После Лешкиного возвращения мы сошлись на мысли, что городская прокуратура — кузница кадров для нашего района. Я, правда, его жалела в связи с тем, что не успел он просохнуть после «прописки» в городской, как пришлось отставляться за возвращение в район. Денег он потратил, конечно, немерено.

Первое время он ходил на работу злым и нервным, что, в общем, понятно: как бы он вслух ни радовался, что вокруг него нормальные люди, внутри-то грызло — ушел с понижением, потерял в зарплате, жена недовольна. Я его душевное состояние очень хорошо понимала, поскольку, хоть и прошло больше двух лет, а еще свежо было в памяти мое собственное возвращение из города в район.

Шеф тоже Лешку понимал; дал ему адаптироваться, сильно не заваливал, начал пока с пары взяток и одного дела об убийстве. Леха его нормально расследовал, а за две недели до конца срока вдруг разругался с подследственным, пришел из тюрьмы и написал шефу рапорт, что в интересах дела — поручить дальнейшее расследование другому следователю, а у него с обвиняемым психологическая несовместимость.
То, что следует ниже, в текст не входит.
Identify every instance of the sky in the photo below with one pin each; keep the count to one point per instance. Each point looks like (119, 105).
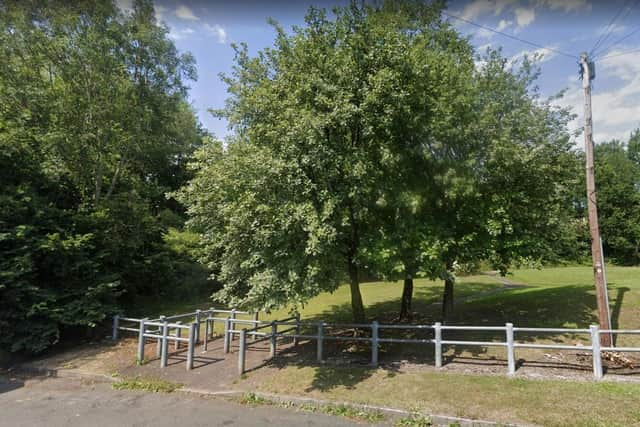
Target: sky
(208, 29)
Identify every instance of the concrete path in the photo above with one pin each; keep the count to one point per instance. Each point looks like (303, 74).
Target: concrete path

Может, другой прокурор и счел бы это блажью, а наш шеф всегда внимательно относился к таким вещам и меры принял.

Ну, я, естественно, не отказалась помочь товарищу, да, в принципе, больше и некому было дело поручать: стажер мой, махнув рукой на приближавшуюся аттестацию, уволился и уже через две недели трудился в коллегии адвокатов. Так что я забрала дело, которое было в приличном состоянии, и пошла в изолятор знакомиться с новым подследственным.

Леша мне набросал краткий психологический портрет обвиняемого Соболева, да и из дела было ясно, что за фрукт меня ожидает. Но понравиться ему входило в мою задачу, поскольку он Лехе пообещал прочитать дело и подписать протокол ознакомления в срок, не затягивая, если с новым следователем он найдет общий язык. Поэтому я перед визитом в тюрьму помыла голову, надела новый костюм, а ногти у меня всегда в порядке.
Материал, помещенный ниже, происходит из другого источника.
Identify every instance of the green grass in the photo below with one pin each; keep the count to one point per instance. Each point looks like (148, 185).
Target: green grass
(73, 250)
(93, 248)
Контакт получился. Выглядела я в тот день действительно хорошо; моего возраста мне еще с первого взгляда никто не давал, поэтому я люблю кокетничать: вот и с Соболевым знакомясь, я умышленно спровоцировала разговор о том, могу ли я его называть по имени, поскольку я намного старше его; сказать, что гожусь ему в матери, было бы преувеличением, но в тетушки — вполне. Соболев заинтересовался, чего, собственно, я и добивалась, зная, как люди реагируют, когда я называю им год своего рождения. К концу первого дня знакомства он уже ел у меня с руки.

А у меня он вызывал сложные чувства. Мальчик оказался интеллектуальным, из хорошей семьи, нежным и избалованным. Глядя на него, с трудом верилось, что он, ища развлечений, таскался по невообразимым притонам, а однажды от нечего делать пришел в гости к местной бандерше, сорокалетней тетке, Горностаевой, попил с ней водки с шампанским, а потом стал хладнокровно убивать ее.

На трупе живого места не было — сорок два ножевых ранения, рядом валялись два кухонных ножа со сломанными лезвиями, а третий нож торчал в ране. Четыре часа он методично вонзал в женщину ножи и наблюдал за агонией; и пьян-то был не особенно, так, полстакана за компанию. Потом собрал самые ценные вещички, которые, выйдя, отдал гопникам у ближайшего пивняка.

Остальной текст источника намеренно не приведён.